The other main culprit in the case, Sergeant Mireille, was the motive that drove him to accept Elsa's murder and blame plan. In addition to the inflated selfish greed, there was a layer of rhetoric that was divorced from his wife, Claire. When all the crimes were clear and faced with Megre's puzzlement, Mireille said, "Even if she (Elsa) doesn't love me, it's better than going back to Claire." The prisoner is a real feeling, but it still mitigates his irresponsible and bottomless evil deeds to others in the name of freedom.
And Mireille's wife, Claire, the seemingly weak side of the marriage, who has been in a loveless marriage for many years, only became nervous when she realized that her husband seemed to really make up his mind to divorce this time. "I can stand my husband cheating, but I can't stand being abandoned and ridiculed." Whether Claire is a good wife or not, at least she is not a good lover. If love is gone, giving each other perfection is the last blessing. Blindly surrounding false prosperity, why not build an invisible cage for the other party!

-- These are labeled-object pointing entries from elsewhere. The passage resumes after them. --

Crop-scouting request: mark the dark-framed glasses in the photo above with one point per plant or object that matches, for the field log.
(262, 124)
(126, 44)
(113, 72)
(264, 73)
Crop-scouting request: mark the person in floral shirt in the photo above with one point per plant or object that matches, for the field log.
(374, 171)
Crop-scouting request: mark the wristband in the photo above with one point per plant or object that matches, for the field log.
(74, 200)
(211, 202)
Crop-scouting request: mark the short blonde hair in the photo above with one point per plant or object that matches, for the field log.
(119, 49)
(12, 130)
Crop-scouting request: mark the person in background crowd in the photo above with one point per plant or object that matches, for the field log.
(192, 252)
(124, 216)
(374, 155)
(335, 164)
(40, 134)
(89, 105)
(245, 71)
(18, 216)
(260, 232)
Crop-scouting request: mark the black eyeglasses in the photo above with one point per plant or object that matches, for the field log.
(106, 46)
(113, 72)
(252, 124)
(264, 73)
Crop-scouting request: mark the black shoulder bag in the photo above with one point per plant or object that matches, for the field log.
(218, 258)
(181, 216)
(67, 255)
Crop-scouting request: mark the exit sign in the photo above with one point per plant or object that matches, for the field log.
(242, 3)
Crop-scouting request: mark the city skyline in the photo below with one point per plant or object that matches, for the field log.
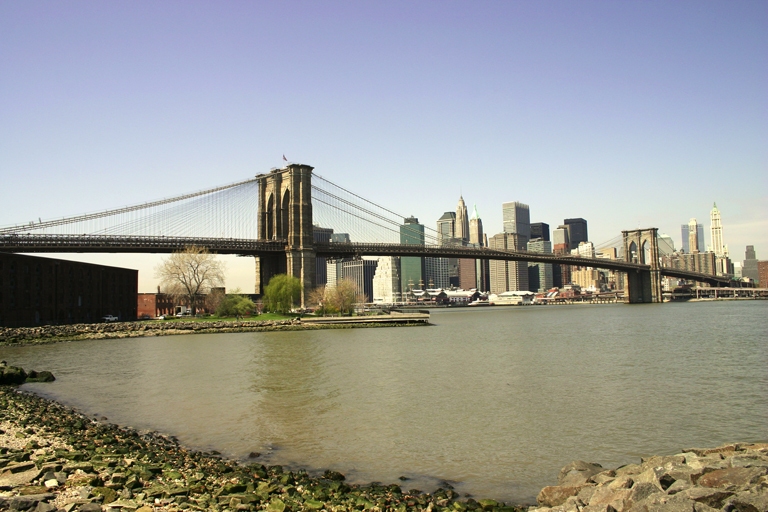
(627, 115)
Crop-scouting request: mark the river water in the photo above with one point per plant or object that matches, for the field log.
(493, 401)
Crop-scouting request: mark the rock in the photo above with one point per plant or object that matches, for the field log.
(555, 495)
(12, 375)
(11, 480)
(578, 472)
(44, 376)
(750, 501)
(732, 477)
(615, 498)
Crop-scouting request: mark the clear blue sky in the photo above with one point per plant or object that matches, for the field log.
(629, 114)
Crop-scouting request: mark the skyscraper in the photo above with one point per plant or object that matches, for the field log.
(541, 271)
(685, 232)
(577, 231)
(446, 228)
(475, 229)
(693, 236)
(749, 267)
(516, 218)
(508, 276)
(411, 267)
(462, 221)
(477, 239)
(540, 230)
(446, 235)
(561, 245)
(716, 233)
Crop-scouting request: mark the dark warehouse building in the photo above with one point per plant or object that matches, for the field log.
(45, 291)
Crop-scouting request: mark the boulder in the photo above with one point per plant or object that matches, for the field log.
(578, 472)
(12, 375)
(732, 477)
(555, 495)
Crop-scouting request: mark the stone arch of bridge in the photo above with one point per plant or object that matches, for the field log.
(285, 213)
(641, 246)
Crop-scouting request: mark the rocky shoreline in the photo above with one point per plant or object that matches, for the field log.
(53, 458)
(115, 330)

The dust of the case is settled, and facing the meager circumstances of the world, it is not something that Megre can turn around. Megre still sighed about the human tragedies of being indifferent to love, powerless to love, resentful of love, and letting go of love. When the vehicle drove out of the calm town of Aparang, a crossroad was frozen on the screen, and suddenly I understood the deep meaning of the title "Night at the Crossroads": human beings are selfish, and they are being led to sin by the ever-expanding selfish desires. On the way, there is obviously a redemptive crossroad. It is the gift of being human, but it is also the light of humanity that people have inadvertently despised and compressed: love and compassion.